The attack, which left the 35-year-old teacher with an injured shoulder and hand, occurred in broad daylight in the south of the city, prosecutor Brice Robin said.
The 15-year-old ethnic Kurd rushed the victim from behind and stabbed him in the shoulder, then chased after him for a few metres until he fell, Robin said.
The victim, who was wearing a kippa at the time, fended off the assailant using his arms and legs, as well as his “holy book”, which was damaged in the scuffle, the prosecutor said.
The teen dropped his weapon (pictured below) at the scene of the attack before fleeing on foot. He was captured by authorities ten minutes later.
The teen yelled “Allahu Akbar” (God is greatest) during the attack, the Marseille branch of the Representative Council of Jewish Institutions in France (CRIF) told Metro newspaper.
The suspect “has the profile of someone who was radicalised on the Internet,” Robin told a press briefing.
“He claimed to have been acting for Daesh,” Robin said, using the Arabic acronym for the Islamic State group.
“You get the sense that he does not have a full grasp of the fundamentals of Islam,” he added.
The boy even admitted to investigators that he planned to arm himself and kill police as soon as he is released.
The prosecutor said the teenager's family was unaware of his radicalisation and that he was a “good student”.
“It appears there was a form of premeditation” with the intent of killing the victim because of his religion, Robin said.
The teenager, who will turn 16 next week, faces charges of “attempted murder on grounds of religion” and “defence of terrorism”.
Prime Minister Manuel Valls reacted with a tweet saying: “The anti-Semitic aggression against a teacher in Marseille is revolting.”
Interior Minister Bernard Cazeneuve called the incident a “revolting anti-Semitic attack” on his Twitter account.
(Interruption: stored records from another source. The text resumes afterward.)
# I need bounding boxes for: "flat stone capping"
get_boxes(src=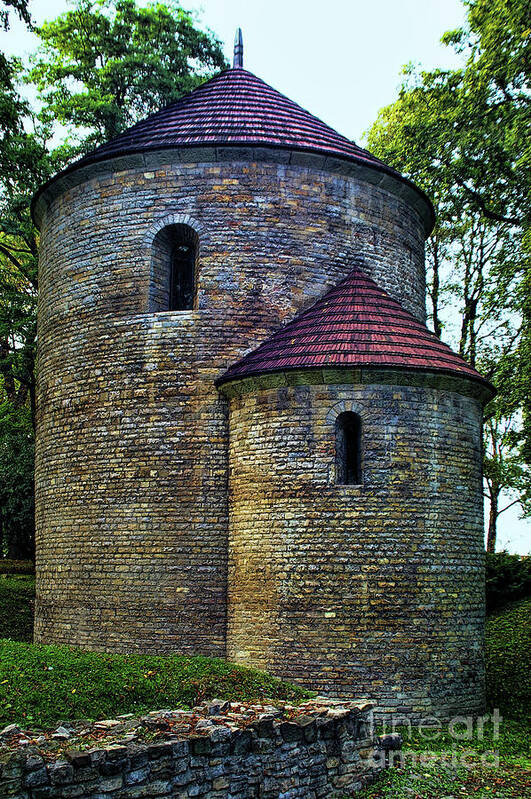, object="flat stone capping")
[216,366,493,402]
[0,698,385,799]
[31,145,435,238]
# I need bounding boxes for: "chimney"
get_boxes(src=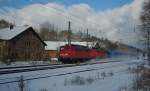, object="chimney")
[10,25,14,30]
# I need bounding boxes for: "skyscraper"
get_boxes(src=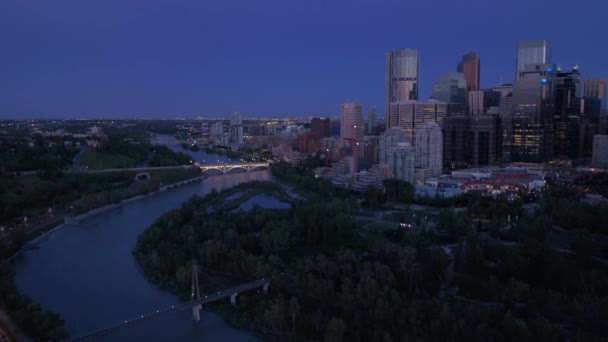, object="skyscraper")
[387,100,448,144]
[386,49,419,128]
[583,78,608,117]
[230,112,243,144]
[553,67,582,159]
[431,72,467,114]
[515,40,552,79]
[310,118,330,140]
[378,126,407,164]
[387,142,416,183]
[414,122,443,181]
[582,78,608,134]
[340,102,364,142]
[511,64,557,163]
[456,52,480,91]
[367,107,378,135]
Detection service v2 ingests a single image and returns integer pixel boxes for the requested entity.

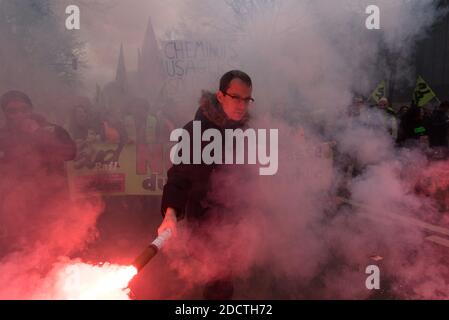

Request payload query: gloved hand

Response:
[157,208,178,236]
He added that an investigation was underway.
The attack marks the latest in a long line of anti-Semitic incidents in France over the past twelve months. The most prolific of these was the January terror attacks almost exactly a year ago, when four people were killed inside a Jewish supermarket in eastern Paris.
There have even been other recent anti-Semitic attacks in Marseille, most recently when another teacher was stabbed by three attackers who shouted support for Isis after the attack.
The growing insecurity in France's Jewish community has pushed many to make “aliyah” and emigrate to Israel, with record departures in 2015 of 7,900 people, according to official figures. Although there are numerous reasons, more than just security fears, to explain the exodus.